ROLE AND RESPONSIBILITIES:
Provide leadership, strategic oversight, and guidance of Clinical Operations to ensure quality, timeline, resources and budget goals are met
Establish performance indicators and apply to ensure the successful execution of clinical trials to agreed timelines
Ensure the effective and constructive integration of clinical operations knowledge and expertise into all applicable Clinical Development activities including integrated development plans and study protocols at Juul; interact and collaborate with other department heads as appropriate
Lead & mentor Clinical research staff to support successful internal training and its implementation and serve as an advocate for professional development of Clinical Operations staff
Oversee, plan and implement Quality Checks for clinical projects and provide leadership and direction to ensure the highest standards for compliance with Company SOPs, ICH-GCP guidelines, Regulatory authority regulations and patient safety standards
Mentor clinical operations staff on the Regulatory Inspections process and develop a pro-active approach for Inspection readiness
Assist the QA department in the development, review and updating of Juul clinical SOPs
Accountable for the authorship of operational sections of protocols and investigator brochures, and leading the identification of and interaction with investigative sites and investigators, including study execution.
Develop and manage CROs, external experts and Investigators to ensure effective execution of internal and external clinical projects.
Coordinate with the VP of Scientific Affairs and broader Regulatory Science organization and to deliver high quality data deliverables on time and on budget (e.g. collaboration with statisticians, collaboration with data managers, data overview, clinical study reports, etc.)
Provide support for regulatory submissions, supporting dossier development and participating in interactions with FDA, EMA and other regulatory agencies
Keep abreast of competitive regulatory and clinical practices and utilize this knowledge during the ongoing development and adjustment of plans.
10+ years experience in clinical research and operations
Nicotine research experience preferred
Education/Experience: regulatory, and safety documents preferred
Experience with clinical data management and pharmacovigilance is a plus
In-depth understanding and experience across the clinical operations value chain, with a track record of success in study planning, execution, data cleaning, database locking, study report generation and regulatory inspection
Experience in developing protocols, SOPs, Clinical Study Reports as well as other clinical processes, and change to management and staff
Experience leading a rapidly changing environment and integrating new personnel is essential, as well as ability to evaluate and resolve complex problems
Must have a thorough knowledge of clinical research concepts, practices, and FDA regulations and ICH Guidelines regarding drug development phases, clinical trials, clinical study design, and data management methods.
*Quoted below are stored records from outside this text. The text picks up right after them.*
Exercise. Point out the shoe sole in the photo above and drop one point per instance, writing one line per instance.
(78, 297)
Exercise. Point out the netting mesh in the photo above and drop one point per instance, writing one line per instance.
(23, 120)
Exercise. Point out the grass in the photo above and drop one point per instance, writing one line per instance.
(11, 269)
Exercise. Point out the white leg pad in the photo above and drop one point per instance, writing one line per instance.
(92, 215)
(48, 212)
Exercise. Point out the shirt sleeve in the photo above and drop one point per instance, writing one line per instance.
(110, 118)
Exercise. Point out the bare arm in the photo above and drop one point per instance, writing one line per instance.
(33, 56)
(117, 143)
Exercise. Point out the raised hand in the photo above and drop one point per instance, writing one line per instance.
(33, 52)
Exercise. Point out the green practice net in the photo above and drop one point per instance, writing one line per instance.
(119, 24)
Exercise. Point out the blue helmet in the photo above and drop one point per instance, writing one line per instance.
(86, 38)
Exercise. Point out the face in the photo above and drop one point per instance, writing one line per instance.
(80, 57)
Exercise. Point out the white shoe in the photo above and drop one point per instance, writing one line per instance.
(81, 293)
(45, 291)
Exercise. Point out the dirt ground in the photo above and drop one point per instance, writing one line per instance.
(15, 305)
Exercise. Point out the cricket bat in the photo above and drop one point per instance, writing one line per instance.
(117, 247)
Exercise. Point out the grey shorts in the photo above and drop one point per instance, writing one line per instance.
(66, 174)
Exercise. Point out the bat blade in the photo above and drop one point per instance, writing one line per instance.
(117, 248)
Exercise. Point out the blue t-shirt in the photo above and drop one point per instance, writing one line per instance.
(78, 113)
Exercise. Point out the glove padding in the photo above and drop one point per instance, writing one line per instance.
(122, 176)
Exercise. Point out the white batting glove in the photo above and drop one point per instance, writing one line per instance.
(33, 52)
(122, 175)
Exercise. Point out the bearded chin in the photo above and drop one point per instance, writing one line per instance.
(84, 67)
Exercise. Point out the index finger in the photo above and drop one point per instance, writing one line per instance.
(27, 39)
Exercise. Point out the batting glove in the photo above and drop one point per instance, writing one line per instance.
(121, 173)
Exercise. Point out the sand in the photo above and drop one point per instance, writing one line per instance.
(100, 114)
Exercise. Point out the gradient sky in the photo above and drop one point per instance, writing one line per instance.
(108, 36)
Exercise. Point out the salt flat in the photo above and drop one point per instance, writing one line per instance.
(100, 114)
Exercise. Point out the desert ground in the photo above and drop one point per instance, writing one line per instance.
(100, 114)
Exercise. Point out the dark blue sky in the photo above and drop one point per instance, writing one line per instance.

Self-motivated to maintain expertise in regulatory requirements and guidance to ensure that the Clinical Operations remains compliant with GCP and other global regulatory guidelines or laws
For the best fit, you should be a results-oriented team player with strong interpersonal and communications skills, capable of working collaboratively with colleagues
The ideal candidate will have:
Bachelors in Life Sciences, Nursing Licensure or Pharmacy
An advanced degree (MS, PhD, PharmD or MD or MBA) preferred but not required
TECHNICAL, MANAGEMENT & LEADERSHIP COMPETENCIES
Development and strategic planning of clinical research projects
Ability to operate with a strong business mindset and make effective decisions, or decision recommendations to senior executives
In-depth understanding and experience across the clinical operations value chain- study planning, execution, data cleaning, database locking, study report generation and regulatory inspection, audits, report writing, publishing of clinical trial data.
Experience with global drug development and NDA filing is preferred; experience in developing protocols, SOPs, Clinical Study Reports, INDs, NDAs, as well as other clinical, regulatory, and safety documents preferred
Results-oriented team player with strong interpersonal and communications skills, capable of working collaboratively with cross-functional colleagues
Demonstrated ability to effectively manage projects and people. Proactive problem-solving and focus on outcomes
Ability to influence without authority and manage cross-functional teams in matrix organizations
Strong communication and presentation skills-demonstrates strong written and verbal communication skills and ability to relay vision/strong sense of department organization, processes, and change to management and staff
Experience adapting and leading through change with ability to evaluate and resolve complex problems
PERKS & BENEFITS:
A place to grow your career. We’ll help you set big goals - and exceed them
People. Work with talented, committed and supportive teammates
Equity and performance bonuses. Every employee is a stakeholder in our success
Boundless snacks and drinks
Cell phone subsidy, commuter benefits and discounts on JUUL products
Juul Labs is a thriving team of scientists, engineers, designers and professionals who are committed to offering adult smokers alternatives to combustible cigarettes, while combating underage use of our products. JUUL products are designed to transition adult smokers from combustible cigarettes by providing a competitive nicotine experience.